J'approuve ce que vous dites mais vous vous faites quand même quelques illusions. Un héros flamboyant de la France Libre, le pilote de chasse René Mouchotte, mort au combat en août 1943, a écrit dans ses "carnets" personnels (publiés récemment après une édition... expurgée de 1949) que certains membres (pas rares!) de la faune (c'est moi qui choisis ce terme) gravitant autour du QG de De Gaulle à Londres recherchaient des postes et des honneurs... (bref, des arrivistes et des opportunistes). Ce spectacle l'avait dégoûté. Même la France Libre ne pouvait changer la nature humaine (française, anglaise, américaine, allemande, soviétique ou autre). Avec un peu d'intelligence, on pouvait même attendre jusque vers fin 1942 pour comprendre que l'Allemagne ne gagnerait pas la guerre. C'était évident depuis le 7 décembre 1941, l'Allemagne ayant follement attaqué l'URSS le 22 juin puis déclaré la guerre aux USA par le jeu de son alliance avec le Japon. Elle était en guerre contre tous les plus grands empires du monde sauf le Japon (un empire très local et très fragile) : les empires britannique, américain et soviétique! Dès décembre 1941, il était certain que l'Allemagne perdrait la guerre, quelles que pussent être les péripéties. "On" avait donc largement le temps de prendre le vent et... la bonne décision, largement à temps pour pouvoir se vanter d'avoir fait partie de la France Libre et d'avoir "rejoint de Gaulle à Londres".

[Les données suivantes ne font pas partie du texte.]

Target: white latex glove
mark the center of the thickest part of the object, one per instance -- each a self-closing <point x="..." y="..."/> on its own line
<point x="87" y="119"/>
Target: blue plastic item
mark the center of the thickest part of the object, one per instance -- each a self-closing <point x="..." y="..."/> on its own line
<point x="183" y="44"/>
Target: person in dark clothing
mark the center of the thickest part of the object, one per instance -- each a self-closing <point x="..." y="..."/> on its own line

Un détail : n'oublions pas que de très nombreux Français, p-ê un million et plus (?), se trouvaient ailleurs qu'en France en juin 1941, presque tous pour des raisons parfaitement légitimes, y compris comme soldats en Afrique du nord et ailleurs dans le monde entier. Certains sont restés aux USA, comme des acteurs et autres ; Jean Gabin, lui, a tenu absolument à s'engager dans la Marine (FNFL) et à se battre. Pierre Clostermann, le plus célèbre pilote de chasse français et l'un des tout premiers as alliés de toute la guerre, était en Californie, pays de rêve avec son soleil et ses jolies filles, où il venait d'obtenir son diplôme américain d'ingénieur en aéronautique (école Ryan) : il lui aurait été très facile d'y rester avec une parfaite bonne conscience puisque son travail aurait contribué à la production de dizaines de milliers d'avions de guerre modernes extrêmement utiles dans la guerre! Il est parti pour l'Angleterre fin 1940 afin de se battre contre l'Allemagne (il avait 19 ans ; je rappelle que l'âge de la majorité était alors à 21 ans). A l'époque, très peu d'aviateurs croyaient survivre à la guerre et, en effet, beaucoup sont morts sauf certains blessés, sauvés par leurs blessures, et les prisonniers (bien malgré eux). Des milliers de Français se trouvaient même... en Angleterre et, tout bien réfléchi, y rester plutôt que d'aller subir l'occupation, le danger et les privations en France n'était pas nécessairement héroïque (surtout si l'on avait plus de 45 ans)! Le meilleur ami et frère d'armes de P. Clostermann, Jacques Remlinger, avait toujours vécu en Angleterre avec ses parents (Français) et il aimait raconter que, pour se rallier à de Gaulle, il lui avait suffi de prendre le métro! Il a combattu héroïquement, comme pilote de chasse aussi, et il n'est mort qu'il y a quelques années, son grand ami Clostermann un peu plus récemment. D'autres, moins chanceux que Remlinger, avaient pris des risques inouïs et couru de très grands dangers rien que pour arriver en Angleterre.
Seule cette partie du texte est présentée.